Il primato delle "bollicine", da secoli attribuito allo Champagne, è uscito profondamente ridimensionato dal convegno "Lieti calici. Spumante e champagne tra euforia e scienza", organizzato il 22/23 ottobre 1999 a Roma dall'Enciclopedia Treccani e dall'Enoteca Italiana di Siena.
Mario Fregoni, docente all'Istituto di viticoltura presso l'Università Cattolica di Piacenza, ha contestato al benedettino Dom Perignon (leggendario frate dell'abbazia di Hautvillers, al quale, in assenza di documenti, sono state assegnate le date di nascita e di morte del Re Sole Luigi XIV, vale a dire 1638/1715) il merito d'essere l'unico inventore della rifermentazione in bottiglia per l'elaborazione dell'omonimo spumante francese. Il professor Fregoni, uno dei massimi studiosi di viticoltura al mondo, gli contrappone un gesuita italiano, padre Rodolfo Acquaviva (1658/1729), che resse il collegio dell'ordine a Montepulciano, ha scovato una testimonianza scritta in latino e conservata alla Biblioteca Vaticana, intitolata "L'arte del vino a Montepulciano", che descrive minuziosamente l'arte di elaborare il vino presso i poliziani, ed in particolare, il modo di ottenere la rifermentazione in tino aggiungendo al mosto una parte d'uva cotta di Lambrusca, o vite selvatica.

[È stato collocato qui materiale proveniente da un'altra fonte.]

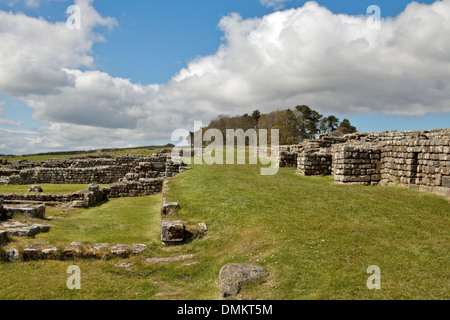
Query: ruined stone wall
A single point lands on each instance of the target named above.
(314, 164)
(133, 188)
(89, 170)
(414, 159)
(357, 165)
(420, 164)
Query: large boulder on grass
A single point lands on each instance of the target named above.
(233, 277)
(36, 189)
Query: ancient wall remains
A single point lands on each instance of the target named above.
(87, 170)
(414, 159)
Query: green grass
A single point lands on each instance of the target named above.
(48, 188)
(315, 239)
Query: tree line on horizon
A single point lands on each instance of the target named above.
(295, 126)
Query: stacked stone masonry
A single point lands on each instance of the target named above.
(413, 159)
(102, 170)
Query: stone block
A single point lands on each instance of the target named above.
(446, 182)
(233, 277)
(172, 231)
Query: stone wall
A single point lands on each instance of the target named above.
(414, 159)
(133, 188)
(357, 165)
(314, 164)
(88, 170)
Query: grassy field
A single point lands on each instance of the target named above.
(146, 151)
(315, 239)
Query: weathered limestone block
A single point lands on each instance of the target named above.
(195, 232)
(72, 252)
(169, 208)
(32, 211)
(446, 182)
(35, 189)
(12, 255)
(33, 251)
(137, 249)
(96, 251)
(49, 253)
(120, 250)
(233, 277)
(3, 238)
(172, 232)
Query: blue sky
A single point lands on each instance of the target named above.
(150, 42)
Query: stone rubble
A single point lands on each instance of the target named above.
(413, 159)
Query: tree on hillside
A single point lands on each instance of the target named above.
(285, 122)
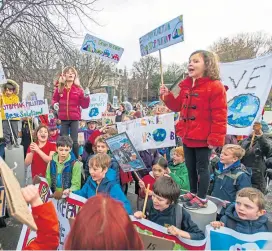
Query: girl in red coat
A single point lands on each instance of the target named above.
(202, 124)
(69, 98)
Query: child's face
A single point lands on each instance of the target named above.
(101, 147)
(97, 173)
(9, 92)
(42, 135)
(247, 209)
(63, 152)
(91, 126)
(160, 203)
(227, 157)
(177, 159)
(196, 67)
(158, 171)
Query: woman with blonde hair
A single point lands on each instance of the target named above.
(202, 125)
(68, 99)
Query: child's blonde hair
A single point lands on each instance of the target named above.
(237, 150)
(211, 61)
(179, 151)
(254, 195)
(102, 160)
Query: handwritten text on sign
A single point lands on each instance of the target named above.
(26, 109)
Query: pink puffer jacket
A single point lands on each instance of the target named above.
(70, 102)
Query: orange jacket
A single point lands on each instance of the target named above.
(48, 228)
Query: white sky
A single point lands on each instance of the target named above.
(125, 21)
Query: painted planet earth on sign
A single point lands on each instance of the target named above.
(242, 110)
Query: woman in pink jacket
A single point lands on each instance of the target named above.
(69, 98)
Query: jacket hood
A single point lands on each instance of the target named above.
(231, 213)
(14, 84)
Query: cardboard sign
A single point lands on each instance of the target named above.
(166, 35)
(156, 243)
(17, 205)
(3, 202)
(100, 48)
(26, 109)
(125, 153)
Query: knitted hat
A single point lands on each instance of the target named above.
(52, 125)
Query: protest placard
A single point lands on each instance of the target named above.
(17, 205)
(108, 118)
(165, 35)
(101, 48)
(150, 132)
(3, 79)
(26, 109)
(125, 153)
(228, 239)
(3, 202)
(249, 82)
(98, 105)
(32, 92)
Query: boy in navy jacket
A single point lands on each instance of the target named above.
(164, 210)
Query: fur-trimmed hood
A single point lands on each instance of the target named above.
(14, 84)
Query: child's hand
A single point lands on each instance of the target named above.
(66, 192)
(32, 196)
(217, 224)
(139, 215)
(141, 184)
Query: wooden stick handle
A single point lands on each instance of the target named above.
(146, 197)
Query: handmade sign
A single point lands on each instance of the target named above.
(108, 118)
(124, 152)
(228, 239)
(249, 82)
(98, 105)
(17, 206)
(32, 92)
(150, 228)
(65, 208)
(166, 35)
(3, 202)
(26, 109)
(150, 132)
(102, 49)
(3, 79)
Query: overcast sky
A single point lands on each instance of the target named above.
(205, 21)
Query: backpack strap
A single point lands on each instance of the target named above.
(179, 214)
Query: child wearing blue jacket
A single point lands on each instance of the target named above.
(102, 180)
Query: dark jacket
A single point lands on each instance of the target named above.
(167, 218)
(108, 186)
(245, 226)
(227, 182)
(255, 159)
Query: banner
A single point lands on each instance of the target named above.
(124, 152)
(108, 118)
(150, 132)
(249, 83)
(65, 208)
(32, 92)
(98, 105)
(3, 79)
(102, 49)
(26, 109)
(150, 228)
(228, 239)
(166, 35)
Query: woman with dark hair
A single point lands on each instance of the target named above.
(103, 224)
(120, 114)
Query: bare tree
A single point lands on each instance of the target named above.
(242, 46)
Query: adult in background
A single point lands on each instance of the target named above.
(202, 125)
(68, 99)
(111, 227)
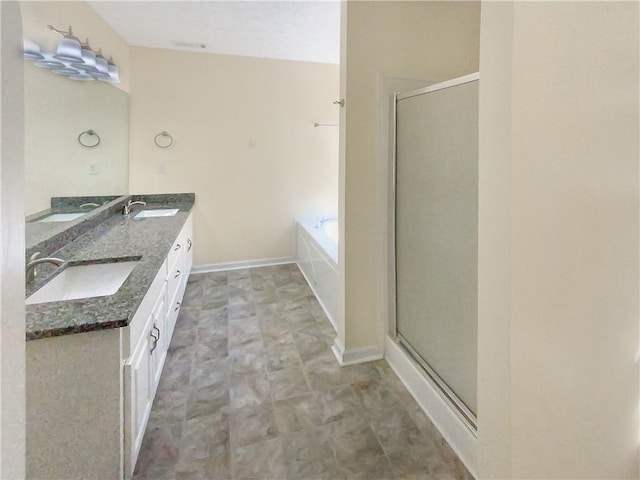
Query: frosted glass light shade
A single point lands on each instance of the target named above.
(69, 50)
(48, 62)
(101, 63)
(31, 50)
(88, 63)
(82, 77)
(114, 74)
(65, 71)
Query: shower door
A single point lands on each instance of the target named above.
(436, 236)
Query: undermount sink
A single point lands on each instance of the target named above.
(84, 281)
(61, 217)
(161, 212)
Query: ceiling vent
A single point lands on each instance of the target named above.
(189, 44)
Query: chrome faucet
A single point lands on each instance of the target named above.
(34, 261)
(90, 204)
(323, 221)
(127, 208)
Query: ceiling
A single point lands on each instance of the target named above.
(291, 30)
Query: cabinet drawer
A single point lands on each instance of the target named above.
(137, 326)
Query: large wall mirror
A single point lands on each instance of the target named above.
(57, 111)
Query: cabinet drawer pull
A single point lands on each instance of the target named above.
(155, 342)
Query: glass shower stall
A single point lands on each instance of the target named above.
(436, 236)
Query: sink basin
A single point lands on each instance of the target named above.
(84, 281)
(61, 217)
(162, 212)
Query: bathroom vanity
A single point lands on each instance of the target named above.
(93, 364)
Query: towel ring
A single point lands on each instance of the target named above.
(90, 133)
(163, 134)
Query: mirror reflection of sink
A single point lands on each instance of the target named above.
(163, 212)
(61, 217)
(84, 281)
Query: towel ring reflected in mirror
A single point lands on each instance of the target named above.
(86, 142)
(163, 144)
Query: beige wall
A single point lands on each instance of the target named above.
(429, 40)
(86, 23)
(12, 340)
(559, 252)
(244, 142)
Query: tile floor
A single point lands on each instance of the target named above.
(251, 390)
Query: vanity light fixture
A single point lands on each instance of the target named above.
(69, 49)
(73, 59)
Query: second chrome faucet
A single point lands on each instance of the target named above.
(34, 261)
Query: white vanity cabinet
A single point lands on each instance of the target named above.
(89, 395)
(149, 345)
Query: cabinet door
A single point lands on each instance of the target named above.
(138, 376)
(159, 338)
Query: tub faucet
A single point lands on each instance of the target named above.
(34, 261)
(127, 208)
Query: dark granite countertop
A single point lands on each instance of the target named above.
(118, 238)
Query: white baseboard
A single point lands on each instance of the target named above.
(324, 307)
(461, 439)
(221, 267)
(353, 356)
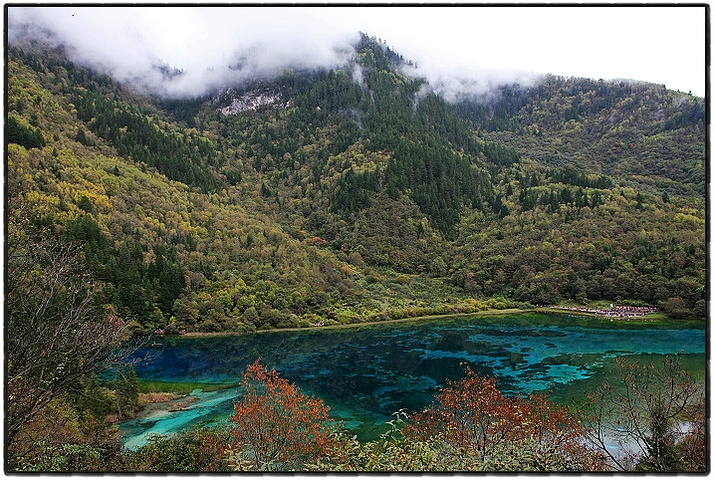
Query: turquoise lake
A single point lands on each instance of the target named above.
(367, 373)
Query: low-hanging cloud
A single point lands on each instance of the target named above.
(187, 52)
(152, 49)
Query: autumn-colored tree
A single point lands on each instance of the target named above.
(655, 413)
(277, 427)
(473, 416)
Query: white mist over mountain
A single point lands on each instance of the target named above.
(458, 49)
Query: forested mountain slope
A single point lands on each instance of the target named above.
(356, 194)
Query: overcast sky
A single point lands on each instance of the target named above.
(664, 45)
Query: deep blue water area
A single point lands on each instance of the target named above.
(366, 373)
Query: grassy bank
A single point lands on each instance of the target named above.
(183, 388)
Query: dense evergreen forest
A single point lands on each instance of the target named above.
(361, 195)
(331, 197)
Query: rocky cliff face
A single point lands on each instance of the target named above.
(253, 100)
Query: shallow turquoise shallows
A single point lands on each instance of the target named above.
(365, 374)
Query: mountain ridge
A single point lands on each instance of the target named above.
(360, 200)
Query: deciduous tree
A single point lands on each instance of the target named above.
(275, 426)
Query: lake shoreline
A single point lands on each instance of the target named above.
(482, 313)
(508, 311)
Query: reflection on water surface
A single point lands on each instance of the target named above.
(367, 373)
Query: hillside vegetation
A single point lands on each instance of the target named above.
(333, 197)
(358, 194)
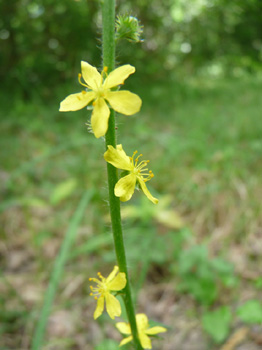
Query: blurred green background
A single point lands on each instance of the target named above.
(199, 74)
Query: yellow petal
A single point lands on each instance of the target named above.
(99, 307)
(118, 76)
(123, 327)
(118, 158)
(146, 192)
(155, 330)
(99, 118)
(142, 322)
(145, 341)
(112, 275)
(77, 101)
(125, 187)
(91, 75)
(112, 306)
(118, 283)
(126, 340)
(124, 102)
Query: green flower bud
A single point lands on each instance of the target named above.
(129, 28)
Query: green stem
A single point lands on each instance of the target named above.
(108, 13)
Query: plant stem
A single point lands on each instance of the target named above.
(108, 13)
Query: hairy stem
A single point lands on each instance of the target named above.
(108, 13)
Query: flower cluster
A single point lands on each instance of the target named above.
(98, 89)
(102, 293)
(143, 331)
(137, 172)
(102, 90)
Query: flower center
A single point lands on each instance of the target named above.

Ma il contributo degli italiani per le "bollicine" risale anche a tempi ancor più remoti, agli antichi romani. Le citazioni di vino spumans e titillans si trovano, infatti, in Virgilio, Properzio, Columella: dai testi risulta che lo spumante non veniva prodotto con le tecniche attuali, ma con la rifermentazione di vini dolci nei recipienti di allora, come le anfore di terracotta, oppure con l'aggiunta di uva appassita o di mosto dolce ai vini già fermentati. Lucano racconta, in partioclare, come a quell'epoca si otteneva lo spumante di Falerno, facendolo rifermentare mediante l'aggiunta di mosto d'uve appassite di una varietà denominata Meroe, originaria dell'Etiopia. Fu proprio uno spumante di questo tipo ad essere servito in una fastosa cena organizzata in onore di Cesare e Cleopatra.

La tradizione del vino frizzante continua poi nel Medioevo, come testimonia la famosa Scuola Salernitana che ne consigliava un uso moderato per mantenersi in buona salute. Quindi, il Rinascimento: è a questo periodo che appartiene il Papa più enofilo di tutti i tempi, Paolo III Farnese (1468/1549). I suoi gusti era molto ampi, e peraltro descritti dal suo bottigliere Sante Lancerio: Sua Santità apprezzava, in particolare, vini italiani e, in particolar, i frizzanti di Castell'Arquato.